Introduction

For the Optimal Decision Diagrams for Classification paper we chose as benchmark the 54 data sets from the UCI Machine Learning Repository 1 used by Bertsimas and Dunn (2017) 2 for their seminal work on optimal decision trees.

Finding all data sets in a standard format proved to be a challenge. We did find all data sets in the ARFF format, though with differing categorical encodings, data cleaning strategies and other details.

For this reason, we created a data pipeline to preprocess all ARFF files into CSV with a standard format of zero-based indexing, one-hot encoding and no rows with missing values, following the original benchmark from Bertsimas and Dunn (2017) 2.
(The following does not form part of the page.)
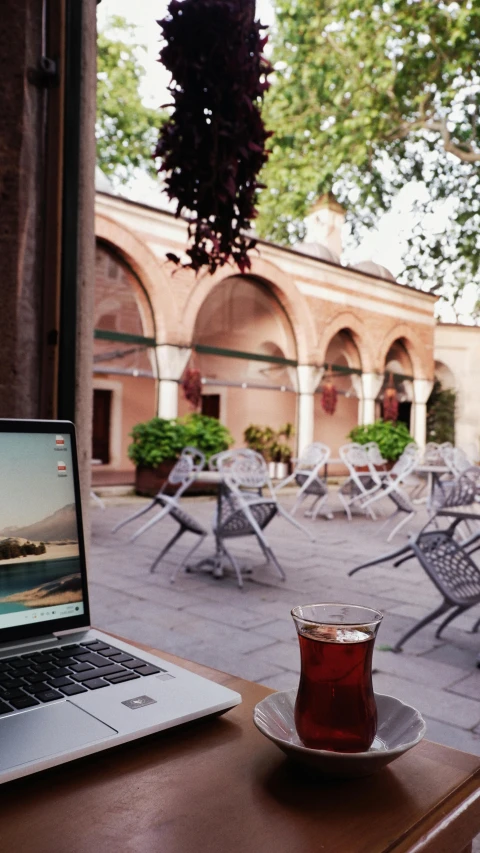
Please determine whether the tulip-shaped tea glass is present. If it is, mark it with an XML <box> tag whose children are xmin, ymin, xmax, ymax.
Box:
<box><xmin>292</xmin><ymin>604</ymin><xmax>383</xmax><ymax>752</ymax></box>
The pipeline expects ARFF files in the datasets/raw directory and a set of corresponding transformations in datasets/transformations.py. It outputs processed CSV files in the datasets/processed directory.

Configuration

Possible transformations are implemented in the operations module. For a description of each operation, please refer to the module’s documentation.

To process a data set, an ARFF file must be placed in the datasets/raw directory. Then, a corresponding configuration must be created in the dataset_transformations dictionary of the datasets/transformations.py file, using the same name as the ARFF file.

The configuration has the following structure. Note that any transformation may be omitted if unnecessary.

dataset_transformations = {
  ...
  'dataset-name': {
    'replace': { 'value-to-be-replaced': 'new-value', 'other-value-to-be-replaced': 'other-new-value' },
    'zero-index': range(5),
    'one-hot-encode': [10,11],
    'drop-columns': [0,1],
    'drop-rows': [87,166,192,266,287,302],
    'drop-rows-with-values': ['?']
  },
  ...
}

Basic usage

Process all datasets in the datasets/raw directory.

$ python3 datasets/pipeline.py all

Process a single dataset.

$ python3 datasets/pipeline.py acute-inflammations-nephritis

Some options are available for debugging, printing and overwriting previously processed data sets. Please refer to the pipeline module documentation for more information.

1: Dua, D. and Graff, C. (2019). UCI Machine Learning Repository [http://archive.ics.uci.edu/ml]. Irvine, CA: University of California, School of Information and Computer Science.
2(1,2): Bertsimas, Dimitris & Dunn, Jack. (2017). Optimal classification trees. Machine Learning. 106. 10.1007/s10994-017-5633-9.